The Indio Hatuey Experimental Station was founded in March 1962. Using an interdisciplinary approach based on the principles of agroecology, its aim is to explore agroecological production models aimed at guaranteeing human well-being, and improving the ecosystems of the Cuban agrarian sector.

Fernando Funes Aguilar, an internationally-known Cuban researcher in agroecology, has estimated that Cuba could be food self-sufficient in three years by transforming half of the cultivated land in the country (three million hectares) to intensive, smallholder agroecological systems. This optimistic projection is based on the fact that in 2006, smallholding farmers produced 65% of the food produced in Cuba by cultivating only 25% of its agriculture land.

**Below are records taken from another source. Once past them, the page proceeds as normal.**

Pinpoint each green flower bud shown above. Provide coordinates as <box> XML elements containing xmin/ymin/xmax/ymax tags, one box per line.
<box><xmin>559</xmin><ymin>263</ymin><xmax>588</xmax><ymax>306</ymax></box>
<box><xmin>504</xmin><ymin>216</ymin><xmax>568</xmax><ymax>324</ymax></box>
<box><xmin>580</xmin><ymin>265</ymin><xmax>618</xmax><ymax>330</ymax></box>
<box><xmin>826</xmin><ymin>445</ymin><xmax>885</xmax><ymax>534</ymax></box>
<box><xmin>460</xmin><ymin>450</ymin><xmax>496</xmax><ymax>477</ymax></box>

Cuban experience in agroecological farming is not a perfect situation, nor is it a perfect system, but it shows a way forward in times of crisis, and a better, more resilient way of feeding people for the future. Seeing the case of Cuban agroecology is believing a better system is not only possible, but happening already.

References:

[1] Martin, Lucy. 2015. Cuba crece. La Agricultura campesina sostenible. El caso cubano. Oxfam. La Habana Cuba, Julio 2015.

[2] Funes Aguilar and Vázquez Moreno. 2016. Avances de la Agroecología en Cuba. Estación Experimental de Pastos y Forrajes India Hatuey (Ed), La Habana, Cuba.

[3] Íbidem.

Reyes Tirado is Food and agriculture researcher at Greenpeace Research Laboratory at the University of Exeter, UK.